- 20405 Schoolcraft Road Detroit, MI 48223

Information
- Type: Private
- Established: 1998
- Enrollment: ~40
- Information: (313) 541-3531
- Organization structure: Nonprofit
- Website: missioncity.org

= City Mission Academy =

Christian private school in Detroit, US

City Mission Academy is a private, non-denominational Christian, charitable organization and K-5 school operating in the community of Brightmoor, Detroit, since 1998.

==History==
The City Mission program was initiated in 1998 by Nicole Aikens, a former childhood resident of the Brightmoor community and disillusioned social worker who believed that the social welfare system was failing to do enough to break the cycle of generational poverty that she saw in the lives of many people she worked with.

Beginning with seven students and seven volunteer tutors, City Mission began to offer a K-5 school program, mentoring programs, training for life skills, as well as a family development program. Students and their families were also provided with meals and clothing.

The organization claims that their student enrollment has increased from 50 to 100% year after year.

==Programs==
The programs offered by City Mission Academy are based around a stated "four pillars" approach that includes the K-5 academy, after hours tutoring, leadership development, and family development programs. These programs are implemented in an attempt to provide around the clock support and influence to the Brightmoor neighborhood.

===Academy===
City Mission Academy's education program currently encompasses a full K-5 school curriculum, which is intended to replace traditional public school programs students might have previously been enrolled in.

Beyond the basic educational program, the K-5 students are engaged through a series of extra-curricular programs designed to provide alternatives to the frequent negative examples the students are either exposed to or drawn into.

As many families in the Brightmoor community struggle with poverty and cannot afford to pay the basic tuition costs of their children, City Mission Academy operates primarily on donations and fundraising efforts. Parents are still required to make a small payment towards the tuition, or volunteer hours at the academy's facility if they cannot pay.

===Tutoring and mentoring===
City Mission Academy operates a tutoring program for elementary students that is designed with personalized assessments and curriculum designed to help increase test scores and grade level proficiencies.

Older students are engaged through a mentoring program that pairs them with adult volunteers with a curriculum based around life skills and character development. The program is available to students in both junior high and high school.

===Leaders in Training===
For students that have completed the tutoring and mentoring programs offered by City Mission Academy, the organization offers their LIT (Leaders in Training) Program. The program is described by City Mission as providing alternatives to drugs, gangs, and teen pregnancy. This is accomplished through development of relationships with City Mission staff and volunteers, through the completion of leadership curriculum, compulsory volunteering with youngsters in Homework Club and a program of personal and professional skill development.

===Family development===
City Mission Academy assists families in Brightmoor with a program that helps to provide for basic necessities, GED and job preparedness, and training in fiscal responsibility.

==Community involvement==
To assist in building strong ties with the community of Brightmoor, all staff employed at the academy are required to relocate and live in the Brightmoor area itself.

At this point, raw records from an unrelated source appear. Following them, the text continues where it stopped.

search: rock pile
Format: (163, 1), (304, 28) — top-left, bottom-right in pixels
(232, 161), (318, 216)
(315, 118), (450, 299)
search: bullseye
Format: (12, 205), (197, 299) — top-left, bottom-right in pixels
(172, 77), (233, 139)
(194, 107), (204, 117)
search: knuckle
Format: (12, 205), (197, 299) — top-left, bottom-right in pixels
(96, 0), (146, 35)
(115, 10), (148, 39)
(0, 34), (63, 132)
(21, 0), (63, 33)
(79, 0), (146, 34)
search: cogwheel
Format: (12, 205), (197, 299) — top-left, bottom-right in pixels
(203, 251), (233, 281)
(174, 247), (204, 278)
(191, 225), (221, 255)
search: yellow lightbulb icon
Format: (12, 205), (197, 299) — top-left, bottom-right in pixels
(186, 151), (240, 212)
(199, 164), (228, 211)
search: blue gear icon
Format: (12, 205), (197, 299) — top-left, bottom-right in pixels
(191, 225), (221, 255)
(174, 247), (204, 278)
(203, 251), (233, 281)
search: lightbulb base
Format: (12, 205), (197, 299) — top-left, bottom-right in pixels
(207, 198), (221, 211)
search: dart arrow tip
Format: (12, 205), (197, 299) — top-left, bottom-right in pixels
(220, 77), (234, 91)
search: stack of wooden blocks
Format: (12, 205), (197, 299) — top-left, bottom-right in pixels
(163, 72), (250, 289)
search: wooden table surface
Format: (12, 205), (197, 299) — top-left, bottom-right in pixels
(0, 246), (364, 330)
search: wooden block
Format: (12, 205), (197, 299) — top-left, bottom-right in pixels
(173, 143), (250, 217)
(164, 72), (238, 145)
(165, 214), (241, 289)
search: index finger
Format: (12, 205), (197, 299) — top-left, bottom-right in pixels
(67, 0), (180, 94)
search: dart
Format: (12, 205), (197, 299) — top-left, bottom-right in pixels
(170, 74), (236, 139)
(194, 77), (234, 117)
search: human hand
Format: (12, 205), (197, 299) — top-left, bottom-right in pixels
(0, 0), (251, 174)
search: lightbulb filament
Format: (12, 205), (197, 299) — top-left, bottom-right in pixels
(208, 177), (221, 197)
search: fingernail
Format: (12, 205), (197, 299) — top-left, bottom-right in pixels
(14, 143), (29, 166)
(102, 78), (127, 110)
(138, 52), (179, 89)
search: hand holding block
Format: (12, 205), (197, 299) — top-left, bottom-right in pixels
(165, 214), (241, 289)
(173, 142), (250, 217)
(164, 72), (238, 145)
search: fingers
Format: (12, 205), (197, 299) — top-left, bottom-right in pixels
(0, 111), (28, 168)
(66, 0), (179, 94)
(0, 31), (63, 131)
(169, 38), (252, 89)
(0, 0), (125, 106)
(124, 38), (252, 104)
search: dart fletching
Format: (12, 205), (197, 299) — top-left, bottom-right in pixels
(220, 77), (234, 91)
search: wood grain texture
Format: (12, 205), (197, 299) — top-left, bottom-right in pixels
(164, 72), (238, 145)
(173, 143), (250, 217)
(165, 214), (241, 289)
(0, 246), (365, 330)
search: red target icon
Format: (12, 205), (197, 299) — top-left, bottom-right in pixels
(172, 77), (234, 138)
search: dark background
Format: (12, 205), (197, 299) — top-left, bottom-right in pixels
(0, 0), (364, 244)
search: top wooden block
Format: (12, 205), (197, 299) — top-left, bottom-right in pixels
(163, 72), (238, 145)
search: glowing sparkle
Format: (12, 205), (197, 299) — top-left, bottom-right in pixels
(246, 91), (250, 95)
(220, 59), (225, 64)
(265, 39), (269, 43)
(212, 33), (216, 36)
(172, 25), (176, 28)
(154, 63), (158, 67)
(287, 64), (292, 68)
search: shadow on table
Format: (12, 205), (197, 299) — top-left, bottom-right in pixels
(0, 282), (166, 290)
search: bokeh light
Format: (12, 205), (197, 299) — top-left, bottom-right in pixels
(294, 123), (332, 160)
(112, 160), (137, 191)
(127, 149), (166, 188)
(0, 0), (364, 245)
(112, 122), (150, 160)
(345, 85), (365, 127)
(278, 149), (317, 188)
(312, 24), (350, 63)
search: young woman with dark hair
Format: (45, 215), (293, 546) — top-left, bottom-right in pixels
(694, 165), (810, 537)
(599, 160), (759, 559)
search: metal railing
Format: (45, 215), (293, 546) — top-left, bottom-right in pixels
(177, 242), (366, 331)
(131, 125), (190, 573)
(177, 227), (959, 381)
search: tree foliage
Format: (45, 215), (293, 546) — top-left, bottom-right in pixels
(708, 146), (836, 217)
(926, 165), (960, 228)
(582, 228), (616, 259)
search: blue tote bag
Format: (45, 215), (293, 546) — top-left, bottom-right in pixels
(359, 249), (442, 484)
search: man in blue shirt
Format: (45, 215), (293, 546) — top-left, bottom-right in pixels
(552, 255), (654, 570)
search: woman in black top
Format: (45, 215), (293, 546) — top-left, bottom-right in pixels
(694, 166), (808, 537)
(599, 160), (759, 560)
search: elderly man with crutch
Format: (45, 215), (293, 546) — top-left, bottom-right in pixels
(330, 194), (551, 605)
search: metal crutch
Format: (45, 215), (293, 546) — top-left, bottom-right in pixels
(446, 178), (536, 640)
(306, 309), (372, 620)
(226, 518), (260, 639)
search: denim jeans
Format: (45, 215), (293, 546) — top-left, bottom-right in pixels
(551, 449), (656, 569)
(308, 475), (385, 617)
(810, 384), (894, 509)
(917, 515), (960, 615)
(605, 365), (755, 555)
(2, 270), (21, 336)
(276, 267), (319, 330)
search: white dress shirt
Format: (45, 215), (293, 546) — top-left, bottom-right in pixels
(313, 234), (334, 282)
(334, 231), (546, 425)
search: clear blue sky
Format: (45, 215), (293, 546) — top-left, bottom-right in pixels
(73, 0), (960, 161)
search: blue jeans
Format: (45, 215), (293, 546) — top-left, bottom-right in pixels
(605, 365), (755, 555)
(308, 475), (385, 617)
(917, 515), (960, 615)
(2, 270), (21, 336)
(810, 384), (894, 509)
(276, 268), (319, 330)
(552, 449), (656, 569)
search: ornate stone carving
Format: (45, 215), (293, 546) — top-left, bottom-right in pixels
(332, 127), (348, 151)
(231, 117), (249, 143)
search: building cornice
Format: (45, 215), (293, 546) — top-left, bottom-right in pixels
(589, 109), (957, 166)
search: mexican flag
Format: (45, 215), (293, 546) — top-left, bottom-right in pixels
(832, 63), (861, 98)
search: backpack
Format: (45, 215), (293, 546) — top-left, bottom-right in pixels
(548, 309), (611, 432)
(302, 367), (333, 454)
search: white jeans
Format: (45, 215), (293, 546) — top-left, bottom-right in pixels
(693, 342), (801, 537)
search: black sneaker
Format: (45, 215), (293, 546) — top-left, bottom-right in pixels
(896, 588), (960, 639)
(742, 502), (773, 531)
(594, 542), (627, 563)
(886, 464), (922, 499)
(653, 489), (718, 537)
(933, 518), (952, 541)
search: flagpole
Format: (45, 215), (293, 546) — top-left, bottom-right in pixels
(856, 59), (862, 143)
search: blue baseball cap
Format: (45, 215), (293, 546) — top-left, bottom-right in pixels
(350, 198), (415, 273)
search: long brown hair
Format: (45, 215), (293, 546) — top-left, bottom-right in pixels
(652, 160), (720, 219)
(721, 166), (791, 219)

City Mission Academy is also an official member of the Brightmoor Alliance, an organization of businesses, charities, churches all focused on development and revitalization of the Brightmoor community.

===Fundraising===
As City Mission Academy does not charge full tuition for its students or participants in its social outreach programs, the organization is heavily reliant on donations and fundraising events for its operating costs. Funds are solicited through the main website, with an emphasis on investment in individual students.

Other fundraising events include benefit concerts, and golf tournaments.

City Mission Academy has also partnered with alternative giving avenues such as Project 12 Baskets and Shop to Earn.

==Future plans==
Proposed development for City Mission Academy includes the expansion of the facilities on Schoolcraft Road into a facility that encompasses two floors allowing for potential attendance to grow to two hundred from current levels, along with the building of a full gymnasium for the use of students.